One of the arguments put forward by proponents of the Union is that the tradition and history of the pact is too important to endanger by those seeking independence for Scotland. It is a compelling argument, since Scotland has existed in peace with her larger neighbour England since the Union came into force in 1707. This was the point at which Scotland's parliament was dissolved, and all power was transferred to London in England. Prior to this, in 1603, the two countries were joined together when King James VI of Scotland became King James I of England, and the Kingdom of Great Britain was created.


Robert the BruceCredit: Own work

In terms of historical significance, however, this is a very small part of the relationship between Scotland and England. Since the ninth century Scotland had been a recognised nation, with its own king and system of laws, entirely separate from England. For hundreds of years battles were fought between the Scots and the English for land and power, most notably in the wars of independence in the thirteenth and fourteenth centuries. England, as the larger country, always had the military advantage, and yet despite this Scotland secured many important victories, most notably the Battle of Stirling Bridge in 1297 and the Battle of Bannockburn in 1314. It was these battles that gave rise to the legendary status of Scottish heroes such as Sir William Wallace and Robert the Bruce, and secured Scotland's independence for centuries to come.

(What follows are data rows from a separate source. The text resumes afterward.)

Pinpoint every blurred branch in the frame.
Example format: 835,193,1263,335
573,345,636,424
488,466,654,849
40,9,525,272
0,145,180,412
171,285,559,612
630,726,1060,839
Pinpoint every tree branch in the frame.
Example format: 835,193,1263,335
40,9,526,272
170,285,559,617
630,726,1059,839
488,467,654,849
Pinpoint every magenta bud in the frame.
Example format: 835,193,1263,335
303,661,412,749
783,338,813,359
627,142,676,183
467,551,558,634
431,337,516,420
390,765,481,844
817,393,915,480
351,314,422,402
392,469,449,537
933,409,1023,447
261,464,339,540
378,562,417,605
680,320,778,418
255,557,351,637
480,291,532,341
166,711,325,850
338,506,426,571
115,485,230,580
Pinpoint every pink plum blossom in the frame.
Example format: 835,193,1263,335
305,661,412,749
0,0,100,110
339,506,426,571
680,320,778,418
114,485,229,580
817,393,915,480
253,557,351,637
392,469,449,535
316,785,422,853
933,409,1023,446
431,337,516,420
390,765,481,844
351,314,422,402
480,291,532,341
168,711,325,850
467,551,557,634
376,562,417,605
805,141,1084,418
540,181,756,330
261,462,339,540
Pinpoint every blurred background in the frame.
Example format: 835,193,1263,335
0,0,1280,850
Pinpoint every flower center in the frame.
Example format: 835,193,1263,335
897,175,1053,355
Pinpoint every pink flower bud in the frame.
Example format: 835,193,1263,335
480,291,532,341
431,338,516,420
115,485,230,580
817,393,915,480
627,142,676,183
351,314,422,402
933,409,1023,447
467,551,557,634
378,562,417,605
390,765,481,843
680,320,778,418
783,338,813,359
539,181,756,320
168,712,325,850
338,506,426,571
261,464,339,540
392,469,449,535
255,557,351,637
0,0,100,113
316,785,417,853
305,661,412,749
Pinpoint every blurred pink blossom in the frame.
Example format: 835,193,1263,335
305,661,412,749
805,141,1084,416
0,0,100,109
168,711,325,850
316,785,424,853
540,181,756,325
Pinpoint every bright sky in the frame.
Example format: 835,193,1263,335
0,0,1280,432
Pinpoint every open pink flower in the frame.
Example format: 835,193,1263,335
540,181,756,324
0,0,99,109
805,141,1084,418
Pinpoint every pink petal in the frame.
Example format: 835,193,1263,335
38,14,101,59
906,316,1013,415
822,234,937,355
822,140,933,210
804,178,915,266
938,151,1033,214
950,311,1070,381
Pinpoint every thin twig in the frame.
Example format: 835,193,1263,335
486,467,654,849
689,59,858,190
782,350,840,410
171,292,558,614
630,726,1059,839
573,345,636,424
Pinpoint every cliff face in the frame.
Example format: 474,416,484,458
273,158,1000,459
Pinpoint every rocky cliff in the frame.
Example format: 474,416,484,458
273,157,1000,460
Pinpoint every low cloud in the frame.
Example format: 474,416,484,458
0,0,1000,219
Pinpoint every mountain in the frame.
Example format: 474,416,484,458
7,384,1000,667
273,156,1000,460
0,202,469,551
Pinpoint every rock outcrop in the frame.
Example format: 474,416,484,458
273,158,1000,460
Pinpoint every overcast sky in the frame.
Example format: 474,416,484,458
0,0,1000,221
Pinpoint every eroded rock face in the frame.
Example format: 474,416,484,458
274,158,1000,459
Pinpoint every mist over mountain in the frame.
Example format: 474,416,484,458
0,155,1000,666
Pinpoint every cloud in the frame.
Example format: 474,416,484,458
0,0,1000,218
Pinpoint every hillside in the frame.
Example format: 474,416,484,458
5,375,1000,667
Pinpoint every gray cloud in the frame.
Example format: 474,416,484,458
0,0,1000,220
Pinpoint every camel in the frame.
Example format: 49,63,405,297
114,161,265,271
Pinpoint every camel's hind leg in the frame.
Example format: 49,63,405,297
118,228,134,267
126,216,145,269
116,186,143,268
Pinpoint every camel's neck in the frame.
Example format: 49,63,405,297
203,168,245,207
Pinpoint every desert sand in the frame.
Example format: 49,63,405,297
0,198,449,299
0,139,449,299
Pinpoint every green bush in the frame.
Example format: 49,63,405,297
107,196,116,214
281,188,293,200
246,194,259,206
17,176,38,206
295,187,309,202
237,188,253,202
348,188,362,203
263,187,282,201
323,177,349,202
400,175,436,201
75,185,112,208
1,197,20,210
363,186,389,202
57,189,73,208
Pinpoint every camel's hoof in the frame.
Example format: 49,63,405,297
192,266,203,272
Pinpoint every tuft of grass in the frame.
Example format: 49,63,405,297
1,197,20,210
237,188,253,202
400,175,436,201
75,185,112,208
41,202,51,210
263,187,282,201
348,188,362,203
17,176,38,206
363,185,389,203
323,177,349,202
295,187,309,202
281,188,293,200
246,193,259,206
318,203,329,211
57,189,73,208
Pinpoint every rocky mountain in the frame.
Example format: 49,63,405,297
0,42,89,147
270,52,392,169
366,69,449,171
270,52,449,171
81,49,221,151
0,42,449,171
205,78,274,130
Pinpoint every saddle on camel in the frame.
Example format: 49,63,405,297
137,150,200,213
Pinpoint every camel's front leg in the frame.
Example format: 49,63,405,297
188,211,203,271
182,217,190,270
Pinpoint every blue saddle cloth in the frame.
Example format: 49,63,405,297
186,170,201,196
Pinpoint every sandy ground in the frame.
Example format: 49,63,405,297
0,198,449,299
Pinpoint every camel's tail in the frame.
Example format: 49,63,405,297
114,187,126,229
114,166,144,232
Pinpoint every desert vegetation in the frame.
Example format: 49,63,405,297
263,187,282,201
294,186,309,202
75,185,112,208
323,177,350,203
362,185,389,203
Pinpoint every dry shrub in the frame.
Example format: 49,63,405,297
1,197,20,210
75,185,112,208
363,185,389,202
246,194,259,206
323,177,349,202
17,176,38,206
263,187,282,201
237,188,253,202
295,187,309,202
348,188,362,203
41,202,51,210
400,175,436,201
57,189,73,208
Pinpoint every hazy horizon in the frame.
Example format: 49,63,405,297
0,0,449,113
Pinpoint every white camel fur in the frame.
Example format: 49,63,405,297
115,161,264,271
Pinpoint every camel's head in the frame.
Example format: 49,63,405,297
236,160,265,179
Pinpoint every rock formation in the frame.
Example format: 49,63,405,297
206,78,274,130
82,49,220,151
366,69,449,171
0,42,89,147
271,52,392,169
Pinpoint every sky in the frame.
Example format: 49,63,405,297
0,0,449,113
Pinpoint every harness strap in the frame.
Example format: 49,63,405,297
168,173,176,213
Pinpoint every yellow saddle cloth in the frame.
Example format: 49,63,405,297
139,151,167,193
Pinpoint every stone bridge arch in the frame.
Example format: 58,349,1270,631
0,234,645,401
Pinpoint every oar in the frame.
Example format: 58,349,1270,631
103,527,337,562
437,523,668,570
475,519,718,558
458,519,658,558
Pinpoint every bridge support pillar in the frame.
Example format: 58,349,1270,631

That is, until 1707, when Scotland lost the ability to rule herself, a situation which continues to this day. In the twenty-first century there are more independent sovereign nations than there have ever previously been. The United Nations is now comprised of over 190 member states, compared to just 51 when it began in 1945. The age of empire is over. New countries have emerged over the past seventy years to purposefully take control of their own destinies. To proponents of Scottish independence it seems inconceivable that Scotland could not do the same. With its own legal and education systems, and even a separate Scots language, the country is already identifiable from the rest of the UK in many ways. For many it seems inevitable that in 2014 the Scottish people will vote to finally and forever become a truly self-governing nation state.